Feb 9, 2014

Wedding season

Jaisalmer has been pretty relaxed so far. I came here because I'd read about the sandstone fort, the camel treks, the dunes that surround the city and it all sounded so exotic. There is the fort by night. About 2000 people still live inside. 

As I mentioned, in Udaipur I met some very nice people who came to Jaisalmer for a wedding. There's David, Helen, Anand, and Amelia. 

They invited me to come with them to the wedding too, because at an Indian wedding the more the merrier. To have a thousand people attend is very common. 

The wedding lasts three days and nights, sometimes four. I went to the last two. Another friend of David and Helen’s lent me some clothes to wear. 

Looking awkward in borrowed finery.
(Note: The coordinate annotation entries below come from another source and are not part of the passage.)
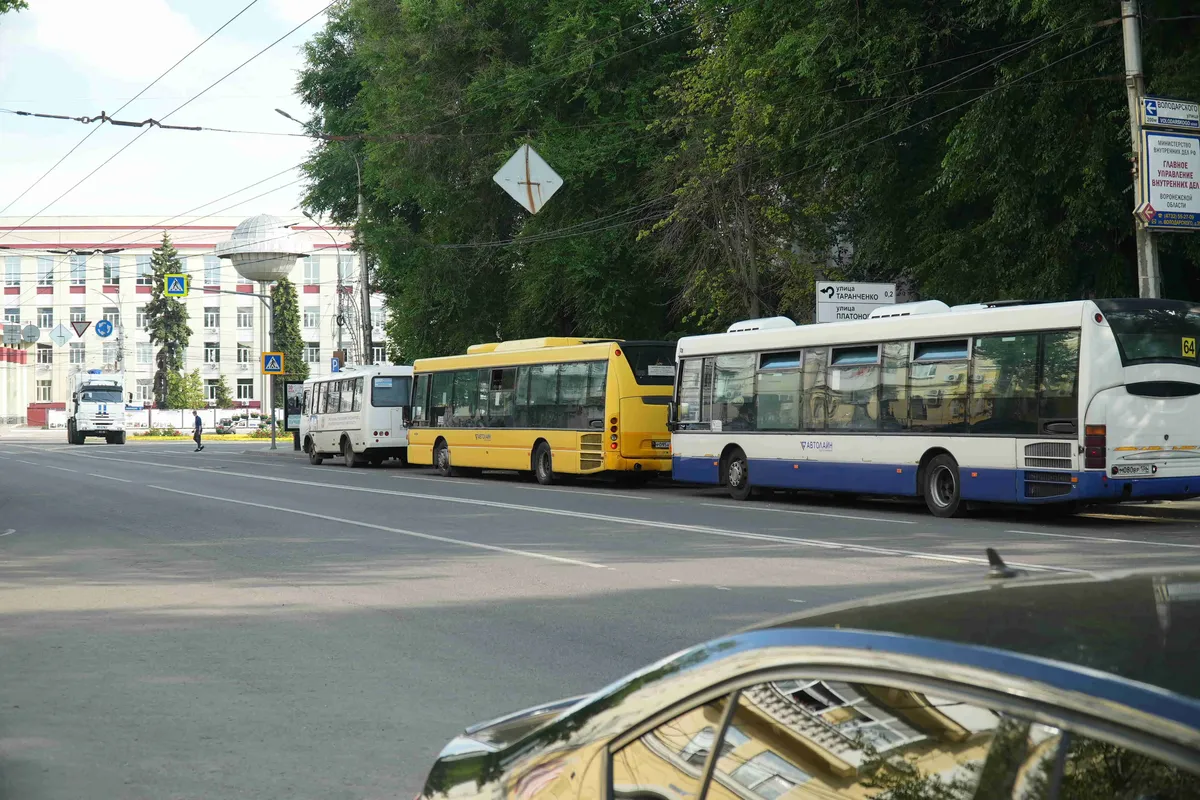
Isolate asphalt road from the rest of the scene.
[0,434,1200,800]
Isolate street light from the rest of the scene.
[275,108,374,365]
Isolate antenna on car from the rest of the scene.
[988,547,1025,578]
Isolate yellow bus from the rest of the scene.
[408,337,674,485]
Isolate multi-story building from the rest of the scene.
[0,215,384,421]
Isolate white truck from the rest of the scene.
[67,369,125,445]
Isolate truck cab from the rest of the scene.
[67,369,125,445]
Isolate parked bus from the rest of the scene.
[409,338,674,485]
[672,300,1200,517]
[300,365,413,467]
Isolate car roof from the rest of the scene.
[750,569,1200,698]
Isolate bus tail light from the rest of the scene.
[1084,425,1108,469]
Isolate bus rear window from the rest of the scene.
[371,375,413,408]
[618,342,676,386]
[1096,300,1200,366]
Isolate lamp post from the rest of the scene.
[275,108,374,365]
[216,213,312,450]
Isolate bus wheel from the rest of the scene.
[533,441,558,486]
[724,447,751,500]
[923,455,962,517]
[433,439,454,477]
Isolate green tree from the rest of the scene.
[167,369,208,410]
[271,277,308,408]
[145,233,192,408]
[216,375,233,408]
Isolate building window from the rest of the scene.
[133,255,154,287]
[4,255,20,287]
[204,255,221,287]
[71,255,88,287]
[37,255,54,287]
[104,255,121,283]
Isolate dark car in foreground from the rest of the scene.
[422,570,1200,800]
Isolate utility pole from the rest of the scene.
[354,156,374,365]
[1121,0,1163,297]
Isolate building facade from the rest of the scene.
[0,213,385,422]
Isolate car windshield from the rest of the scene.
[1096,300,1200,366]
[79,386,121,403]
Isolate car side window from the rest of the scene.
[611,678,1200,800]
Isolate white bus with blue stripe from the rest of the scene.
[671,300,1200,517]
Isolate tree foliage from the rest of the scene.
[145,233,193,408]
[271,277,308,408]
[292,0,1200,360]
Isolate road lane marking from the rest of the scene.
[88,473,133,483]
[698,503,917,525]
[1004,530,1200,551]
[44,453,1088,575]
[149,486,607,570]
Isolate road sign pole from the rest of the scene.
[1121,0,1163,297]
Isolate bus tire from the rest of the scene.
[433,439,455,477]
[533,441,558,486]
[721,447,754,500]
[342,437,362,469]
[922,453,964,517]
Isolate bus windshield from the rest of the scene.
[1096,300,1200,366]
[371,375,413,408]
[620,342,676,386]
[79,386,121,403]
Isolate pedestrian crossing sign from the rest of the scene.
[263,353,283,375]
[162,273,187,297]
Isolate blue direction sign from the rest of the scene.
[162,273,187,297]
[263,353,283,375]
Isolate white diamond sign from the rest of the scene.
[492,144,563,213]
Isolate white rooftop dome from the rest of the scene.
[216,213,312,283]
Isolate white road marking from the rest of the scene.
[149,486,606,570]
[1004,530,1200,551]
[46,453,1087,575]
[698,503,917,525]
[88,473,133,483]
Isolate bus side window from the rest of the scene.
[487,368,517,428]
[512,367,533,428]
[413,375,430,425]
[430,372,454,427]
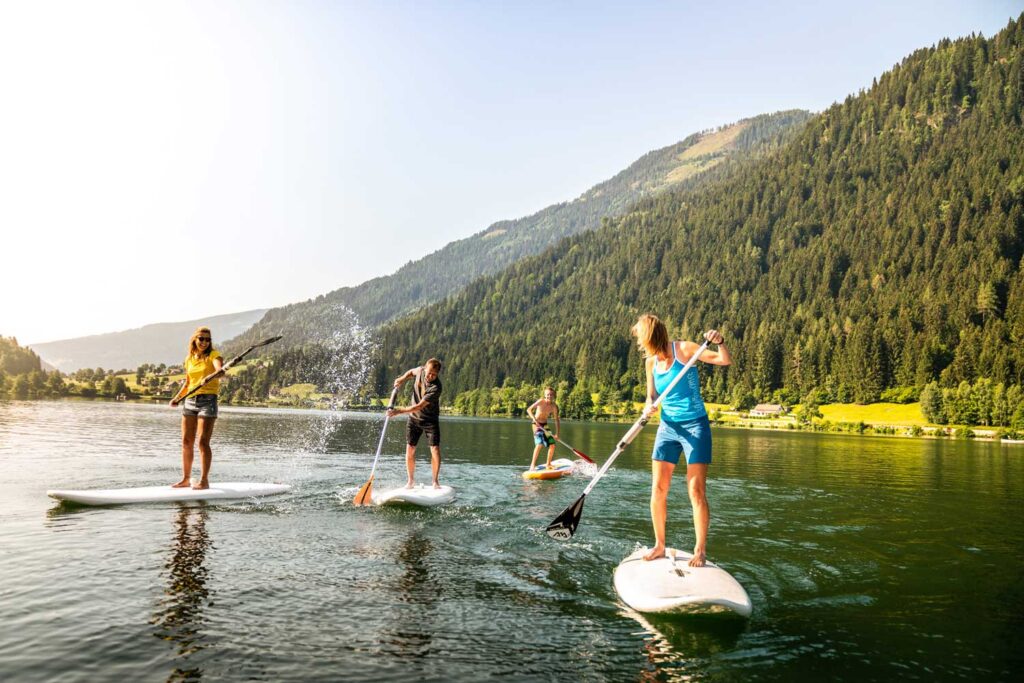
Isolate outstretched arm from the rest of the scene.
[394,368,419,388]
[676,330,732,366]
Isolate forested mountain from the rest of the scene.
[31,308,266,373]
[232,111,810,349]
[376,16,1024,409]
[0,337,42,375]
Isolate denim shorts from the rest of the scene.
[181,393,217,418]
[406,418,441,446]
[650,415,711,465]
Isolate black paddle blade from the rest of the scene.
[545,494,587,541]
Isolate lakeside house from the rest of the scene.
[751,403,785,418]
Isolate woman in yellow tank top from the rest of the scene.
[171,328,224,488]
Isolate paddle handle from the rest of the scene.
[178,337,281,403]
[583,341,708,496]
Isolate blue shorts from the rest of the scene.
[650,415,711,465]
[181,393,217,418]
[534,429,555,445]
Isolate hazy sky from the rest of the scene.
[0,0,1024,343]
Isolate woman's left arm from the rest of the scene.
[684,330,732,366]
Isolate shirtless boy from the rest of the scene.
[526,387,562,469]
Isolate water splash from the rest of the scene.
[286,304,377,474]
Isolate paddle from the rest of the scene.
[545,341,708,541]
[176,337,282,403]
[352,387,398,505]
[530,418,594,465]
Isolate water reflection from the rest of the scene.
[622,607,746,681]
[150,505,213,681]
[381,530,441,659]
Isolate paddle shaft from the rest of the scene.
[177,337,281,403]
[370,387,398,481]
[583,341,708,496]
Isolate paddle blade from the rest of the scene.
[352,477,374,505]
[545,494,587,541]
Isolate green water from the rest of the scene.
[0,401,1024,681]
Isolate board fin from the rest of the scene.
[545,494,587,541]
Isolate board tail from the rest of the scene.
[545,494,587,541]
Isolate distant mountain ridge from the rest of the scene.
[228,110,811,351]
[29,308,266,373]
[374,15,1024,405]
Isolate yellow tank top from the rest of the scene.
[185,349,221,396]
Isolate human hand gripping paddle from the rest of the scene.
[530,418,594,465]
[545,341,709,541]
[171,336,282,405]
[352,387,398,505]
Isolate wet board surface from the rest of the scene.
[522,458,572,479]
[373,483,455,507]
[46,481,291,505]
[613,548,752,616]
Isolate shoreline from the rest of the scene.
[9,396,1024,445]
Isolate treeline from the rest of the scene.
[374,17,1024,419]
[230,110,810,349]
[921,378,1024,430]
[0,337,67,398]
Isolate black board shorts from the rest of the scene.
[406,419,441,445]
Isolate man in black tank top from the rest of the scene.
[388,358,441,488]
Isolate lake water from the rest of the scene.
[0,401,1024,681]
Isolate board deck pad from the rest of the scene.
[46,481,291,505]
[373,483,455,507]
[612,548,753,616]
[522,458,573,479]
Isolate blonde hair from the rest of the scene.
[630,313,672,358]
[188,328,213,358]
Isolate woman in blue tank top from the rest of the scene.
[633,313,732,566]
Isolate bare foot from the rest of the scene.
[643,546,665,562]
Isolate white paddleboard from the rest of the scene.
[613,548,753,616]
[46,481,291,505]
[373,483,455,507]
[522,458,573,479]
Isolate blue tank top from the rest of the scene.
[651,342,708,422]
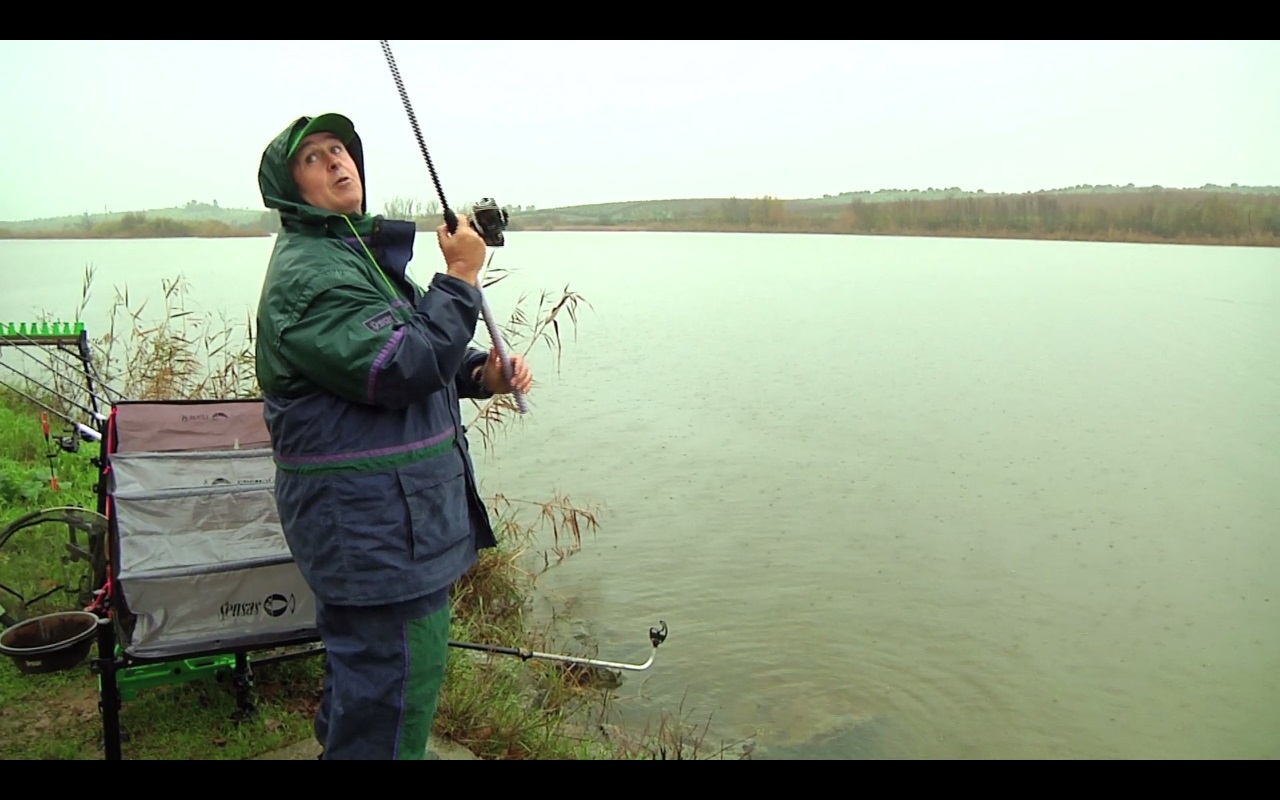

This was the night of the sangeet, where the brides family has a dance for their side. Men and women congregate together and don't mingle very much during the wedding. 

A meal was served too. Men ate first and then the women went into a hall and the men served up thali trays. We sat on the floor and ate with our hands, often several women sharing one large tray. There were several vegetable curries, rice and chapattis, some sweets and some small fried snacks. 

Then we went outside and sat on chairs in front of a stage and the two brides - it was a double marriage - came down from an upper room accompanied by really loud drumming by the young boys. The brothers and male cousins held a silk sari over each bride's head like a canopy. People danced in front of them waving money around her head and then they threw the money into a bag for her. 

One of the bride's brothers got us to get up and do the same. Earlier in the evening one of her aunts had provided us with a banknote to throw. 

Then the young cousins got up on stage and danced. It was like watching a family talent show. The next day the grooms arrived on white horses with their families and in the evening the ceremony was held. I got there in time to see the brides and grooms sitting together with their hands tied and everyone watching them and eating a meal together.

It was an amazing sight as everyone was decked out in jewels and their finest clothing, and I KNOW you all want to see pictures but I haven't got any. First, it was dark and they wouldn't have turned out very well, and second, the only other people who had cameras were two hired photographers. At a wedding in Canada it would have been a flash frenzy, but here people were just content with looking and every time I pulled out my camera people looked at me. Maybe if I was closer to the family it would have been okay, but as the guest of a guest it felt rude.  

But anyway, it was great to be there and awfully kind of them to make me feel welcome. In case you were wondering, these were both arranged marriages, which is very much the norm especially outside of large cities. The brides and grooms have met a few times and spoken on the phone but they don't know each other very well. To me the actual people getting married seemed composed, quiet, and slightly shy in the middle of all the hubbub. For a look at how marriage is evolving in India I just finished a really interesting book called Marrying Anita, about an Indian-American woman's quest for love in New Delhi. Worth a read.